The LIVE schema is a programming concept in Delta Live Tables that defines a virtual boundary for all datasets created or updated in a pipeline. By design, the LIVE schema is not tied directly to datasets in a published schema. Instead, the LIVE schema allows logic in a pipeline to be planned and run even if a user does not want to publish datasets to a schema.

In legacy pipeline publishing mode, you can use the LIVE keyword to reference other datasets in the current pipeline for reads, for example, SELECT * FROM LIVE.bronze_table. In the default publishing mode for new Delta Live Tables pipelines, this syntax is silently ignored, meaning that unqualified identifiers use the current schema. See Set the target catalog and schema.

Legacy pipeline publishing mode

The LIVE virtual schema is used with the legacy Delta Live Tables pipeline publishing mode. All tables created before February 5, 2025, use legacy publishing mode by default.

The following table describes the behavior for all materialized views and streaming tables created or updated in a pipeline in the legacy publishing mode:

Storage option Storage location or catalog Target schema Behavior
Hive metastore None specified None specified Dataset metadata and data are stored to the DBFS root. No database objects are registered to the Hive metastore.
Hive metastore A URI or file path to cloud object storage. None specified Dataset metadata and data are stored to the specified storage location. No database objects are registered to the Hive metastore.
Hive metastore None specified An existing or new schema in the Hive metastore. Dataset metadata and data are stored to the DBFS root. All materialized views and streaming tables in the pipeline are published to the specified schema in Hive metastore.
Hive metastore A URI or file path to cloud object storage. An existing or new schema in the Hive metastore. Dataset metadata and data are stored to the specified storage location. All materialized views and streaming tables in the pipeline are published to the specified schema in Hive metastore.
Unity Catalog An existing Unity Catalog catalog. None specified Dataset metadata and data are stored in the default storage location associated with the target catalog. No database objects are registered to the Unity Catalog.
Unity Catalog An existing Unity Catalog catalog. An existing or new schema in Unity Catalog. Dataset metadata and data are stored in the default storage location associated with the target schema or catalog. All materialized views and streaming tables in the pipeline are published to the specified schema in Unity Catalog.

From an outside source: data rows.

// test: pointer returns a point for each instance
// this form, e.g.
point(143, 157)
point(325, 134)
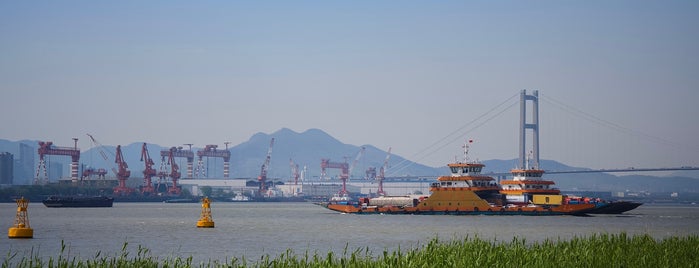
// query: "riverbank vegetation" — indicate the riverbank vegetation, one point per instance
point(603, 250)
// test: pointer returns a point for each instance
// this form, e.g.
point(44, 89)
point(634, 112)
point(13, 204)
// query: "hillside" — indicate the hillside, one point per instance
point(309, 147)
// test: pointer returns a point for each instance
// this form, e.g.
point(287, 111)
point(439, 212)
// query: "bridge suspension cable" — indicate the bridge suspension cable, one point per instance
point(452, 136)
point(613, 126)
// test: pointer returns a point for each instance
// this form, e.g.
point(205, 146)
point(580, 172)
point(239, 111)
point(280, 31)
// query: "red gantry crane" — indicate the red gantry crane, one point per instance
point(262, 179)
point(211, 151)
point(148, 173)
point(122, 175)
point(47, 148)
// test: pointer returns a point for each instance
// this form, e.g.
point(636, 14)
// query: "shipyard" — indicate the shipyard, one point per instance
point(349, 134)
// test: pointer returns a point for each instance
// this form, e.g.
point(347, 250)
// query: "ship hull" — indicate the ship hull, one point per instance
point(615, 207)
point(576, 209)
point(454, 202)
point(78, 202)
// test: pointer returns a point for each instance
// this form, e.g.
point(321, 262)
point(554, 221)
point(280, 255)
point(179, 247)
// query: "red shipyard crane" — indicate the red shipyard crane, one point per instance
point(262, 179)
point(122, 175)
point(47, 148)
point(148, 173)
point(211, 151)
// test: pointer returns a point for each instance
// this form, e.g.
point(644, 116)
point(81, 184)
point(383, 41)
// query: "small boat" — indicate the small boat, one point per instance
point(78, 201)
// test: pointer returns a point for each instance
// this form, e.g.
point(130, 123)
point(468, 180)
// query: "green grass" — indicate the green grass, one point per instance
point(604, 250)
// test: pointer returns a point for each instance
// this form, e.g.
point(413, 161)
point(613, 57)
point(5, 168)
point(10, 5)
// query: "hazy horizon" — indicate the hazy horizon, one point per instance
point(618, 80)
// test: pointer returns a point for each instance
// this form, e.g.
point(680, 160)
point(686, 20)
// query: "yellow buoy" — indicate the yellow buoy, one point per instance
point(21, 228)
point(205, 221)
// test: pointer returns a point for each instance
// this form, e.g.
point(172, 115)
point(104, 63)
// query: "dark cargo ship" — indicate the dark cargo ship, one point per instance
point(78, 201)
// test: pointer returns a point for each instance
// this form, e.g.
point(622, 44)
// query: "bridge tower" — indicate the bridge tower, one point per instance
point(533, 125)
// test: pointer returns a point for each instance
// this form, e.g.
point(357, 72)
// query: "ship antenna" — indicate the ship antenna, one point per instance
point(466, 146)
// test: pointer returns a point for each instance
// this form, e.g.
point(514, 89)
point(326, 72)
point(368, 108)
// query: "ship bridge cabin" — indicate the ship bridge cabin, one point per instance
point(465, 175)
point(530, 181)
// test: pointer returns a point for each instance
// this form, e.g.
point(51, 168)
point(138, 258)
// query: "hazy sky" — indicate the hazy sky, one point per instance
point(619, 80)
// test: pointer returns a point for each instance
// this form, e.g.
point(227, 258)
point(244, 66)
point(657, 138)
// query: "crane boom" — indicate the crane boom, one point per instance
point(100, 147)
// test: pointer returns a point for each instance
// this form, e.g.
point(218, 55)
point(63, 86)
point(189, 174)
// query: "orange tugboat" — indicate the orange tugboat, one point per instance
point(464, 192)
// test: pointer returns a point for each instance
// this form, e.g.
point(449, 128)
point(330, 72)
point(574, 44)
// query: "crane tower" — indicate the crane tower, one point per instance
point(149, 172)
point(262, 179)
point(122, 175)
point(211, 151)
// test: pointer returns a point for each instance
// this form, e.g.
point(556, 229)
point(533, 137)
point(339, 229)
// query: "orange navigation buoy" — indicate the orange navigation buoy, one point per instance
point(21, 227)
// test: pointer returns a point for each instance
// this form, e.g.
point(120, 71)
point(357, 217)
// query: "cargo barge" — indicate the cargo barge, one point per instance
point(78, 201)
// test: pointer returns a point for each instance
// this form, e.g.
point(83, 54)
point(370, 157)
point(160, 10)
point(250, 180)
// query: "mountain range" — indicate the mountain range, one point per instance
point(308, 148)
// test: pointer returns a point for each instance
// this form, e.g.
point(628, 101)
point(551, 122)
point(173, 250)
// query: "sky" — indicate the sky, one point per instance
point(618, 80)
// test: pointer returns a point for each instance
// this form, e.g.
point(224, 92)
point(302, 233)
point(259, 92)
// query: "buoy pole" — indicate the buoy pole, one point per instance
point(205, 221)
point(21, 228)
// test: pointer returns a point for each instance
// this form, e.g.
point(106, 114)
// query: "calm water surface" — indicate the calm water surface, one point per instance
point(255, 229)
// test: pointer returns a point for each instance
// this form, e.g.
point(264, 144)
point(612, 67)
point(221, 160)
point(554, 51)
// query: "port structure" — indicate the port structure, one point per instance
point(345, 169)
point(382, 173)
point(523, 126)
point(294, 171)
point(148, 173)
point(212, 151)
point(47, 148)
point(180, 153)
point(122, 174)
point(262, 178)
point(90, 172)
point(174, 173)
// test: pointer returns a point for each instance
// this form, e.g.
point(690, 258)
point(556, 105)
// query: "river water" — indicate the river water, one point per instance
point(256, 229)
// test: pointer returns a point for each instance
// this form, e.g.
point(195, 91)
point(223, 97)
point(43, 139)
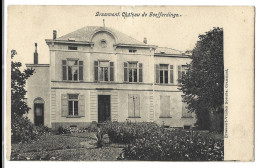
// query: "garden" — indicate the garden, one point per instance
point(120, 141)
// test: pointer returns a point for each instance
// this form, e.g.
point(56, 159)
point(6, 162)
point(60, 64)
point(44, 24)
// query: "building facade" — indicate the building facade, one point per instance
point(99, 74)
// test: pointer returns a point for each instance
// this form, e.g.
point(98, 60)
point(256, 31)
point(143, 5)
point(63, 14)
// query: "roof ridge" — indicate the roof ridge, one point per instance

Update source code from LIVE schema

Pipelines configured to run with the new default publishing mode silently ignore the LIVE schema syntax. By default, all table reads use the catalog and schema specified in the pipeline configuration.

For most existing pipelines, this behavior change has no impact, as the legacy LIVE virtual schema behavior also directs reads to the catalog and schema specified in the pipeline configuration.

Important

Legacy code with reads that leverage the workspace default catalog and schema require code updates. Consider the following materialized view definition:

CREATE MATERIALIZED VIEW silver_table
AS SELECT * FROM raw_data

In legacy publishing mode, an unqualified read from the raw_data table uses the workspace default catalog and schema, for example, main.default.raw_data. In the new default pipeline mode, the catalog and schema used by default are those configured in the pipeline configuration. To ensure that this code continues to work as expected, update the reference to use the fully qualified identifier for the table, as in the following example:

CREATE MATERIALIZED VIEW silver_table
AS SELECT * FROM main.default.raw_data

Work with event log for Unity Catalog legacy pipelines

Important

The event_log TVF is available for legacy pipelines that publish tables to Unity Catalog. Default behavior for new pipelines publishes the event log to the target catalog and schema configured for the pipeline. See Query the event log.

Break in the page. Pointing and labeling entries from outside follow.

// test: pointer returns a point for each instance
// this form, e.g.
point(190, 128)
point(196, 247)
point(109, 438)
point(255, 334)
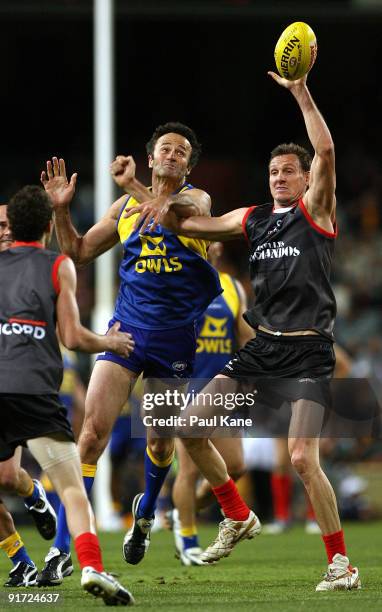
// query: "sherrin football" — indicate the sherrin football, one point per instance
point(296, 51)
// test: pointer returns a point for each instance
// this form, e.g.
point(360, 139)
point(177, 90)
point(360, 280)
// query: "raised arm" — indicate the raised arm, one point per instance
point(243, 331)
point(320, 196)
point(100, 238)
point(74, 335)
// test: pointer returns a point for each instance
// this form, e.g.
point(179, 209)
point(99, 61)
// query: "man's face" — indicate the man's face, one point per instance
point(5, 232)
point(171, 156)
point(287, 181)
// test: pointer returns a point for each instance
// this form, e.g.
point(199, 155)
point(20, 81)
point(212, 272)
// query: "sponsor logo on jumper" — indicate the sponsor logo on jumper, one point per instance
point(179, 366)
point(213, 337)
point(153, 256)
point(279, 223)
point(286, 58)
point(27, 327)
point(274, 250)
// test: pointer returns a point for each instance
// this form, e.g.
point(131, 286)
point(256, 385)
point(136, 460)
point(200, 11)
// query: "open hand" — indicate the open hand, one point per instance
point(154, 210)
point(119, 342)
point(56, 184)
point(123, 170)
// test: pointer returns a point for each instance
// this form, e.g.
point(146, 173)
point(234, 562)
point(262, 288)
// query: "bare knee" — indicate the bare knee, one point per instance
point(92, 441)
point(194, 445)
point(9, 480)
point(236, 470)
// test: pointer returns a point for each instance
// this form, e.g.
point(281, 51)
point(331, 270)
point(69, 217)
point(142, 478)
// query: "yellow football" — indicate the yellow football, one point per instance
point(296, 51)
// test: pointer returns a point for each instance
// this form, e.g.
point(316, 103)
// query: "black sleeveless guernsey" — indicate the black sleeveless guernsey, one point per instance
point(30, 358)
point(290, 263)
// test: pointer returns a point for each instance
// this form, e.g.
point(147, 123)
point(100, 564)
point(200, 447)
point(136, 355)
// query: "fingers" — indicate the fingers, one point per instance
point(146, 218)
point(49, 169)
point(54, 168)
point(130, 212)
point(115, 327)
point(61, 167)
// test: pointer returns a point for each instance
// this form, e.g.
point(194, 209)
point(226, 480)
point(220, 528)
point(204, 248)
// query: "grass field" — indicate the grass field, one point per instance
point(268, 573)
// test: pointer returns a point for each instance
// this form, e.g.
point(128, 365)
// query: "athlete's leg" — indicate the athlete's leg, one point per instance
point(24, 571)
point(240, 521)
point(109, 388)
point(304, 453)
point(14, 478)
point(183, 492)
point(307, 416)
point(60, 460)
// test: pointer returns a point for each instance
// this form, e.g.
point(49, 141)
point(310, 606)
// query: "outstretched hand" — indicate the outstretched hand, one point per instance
point(123, 170)
point(285, 82)
point(56, 184)
point(152, 211)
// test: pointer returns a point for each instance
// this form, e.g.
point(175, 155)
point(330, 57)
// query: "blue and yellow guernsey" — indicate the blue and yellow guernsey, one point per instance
point(166, 280)
point(216, 340)
point(68, 385)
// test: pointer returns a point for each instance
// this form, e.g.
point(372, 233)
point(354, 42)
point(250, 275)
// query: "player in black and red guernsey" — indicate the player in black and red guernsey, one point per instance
point(291, 243)
point(37, 293)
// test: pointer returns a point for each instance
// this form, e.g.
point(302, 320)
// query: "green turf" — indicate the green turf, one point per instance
point(267, 573)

Tables configured with Hive metastore also have different event log support and behavior. See Work with event log for Hive metastore pipelines.

If your pipeline publishes tables to Unity Catalog with legacy publishing mode, you must use the event_log table valued function (TVF) to fetch the event log for the pipeline. You retrieve the event log for a pipeline by passing the pipeline ID or a table name to the TVF. For example, to retrieve the event log records for the pipeline with ID 04c78631-3dd7-4856-b2a6-7d84e9b2638b:

SELECT * FROM event_log("04c78631-3dd7-4856-b2a6-7d84e9b2638b")

To retrieve the event log records for the pipeline that created or owns the table my_catalog.my_schema.table1:

SELECT * FROM event_log(TABLE(my_catalog.my_schema.table1))

To call the TVF, you must use a shared cluster or a SQL warehouse. For example, you can use a notebook attached to a shared cluster or use the SQL editor connected to a SQL warehouse.

To simplify querying events for a pipeline, the owner of the pipeline can create a view over the event_log TVF. The following example creates a view over the event log for a pipeline. This view is used in the example event log queries included in this article.

Note

  • The event_log TVF can be called only by the pipeline owner.
  • You cannot use the event_log table valued function in a pipeline or query to access the event logs of multiple pipelines.
  • You cannot share a view created over the event_log table valued function with other users.
CREATE VIEW event_log_raw AS SELECT * FROM event_log("<pipeline-ID>");

Replace <pipeline-ID> with the unique identifier for the Delta Live Tables pipeline. You can find the ID in the Pipeline details panel in the Delta Live Tables UI.

Each instance of a pipeline run is called an update. You often want to extract information for the most recent update. Run the following query to find the identifier for the most recent update and save it in the latest_update_id temporary view. This view is used in the example event log queries included in this article:

CREATE OR REPLACE TEMP VIEW latest_update AS SELECT origin.update_id AS id FROM event_log_raw WHERE event_type = 'create_update' ORDER BY timestamp DESC LIMIT 1;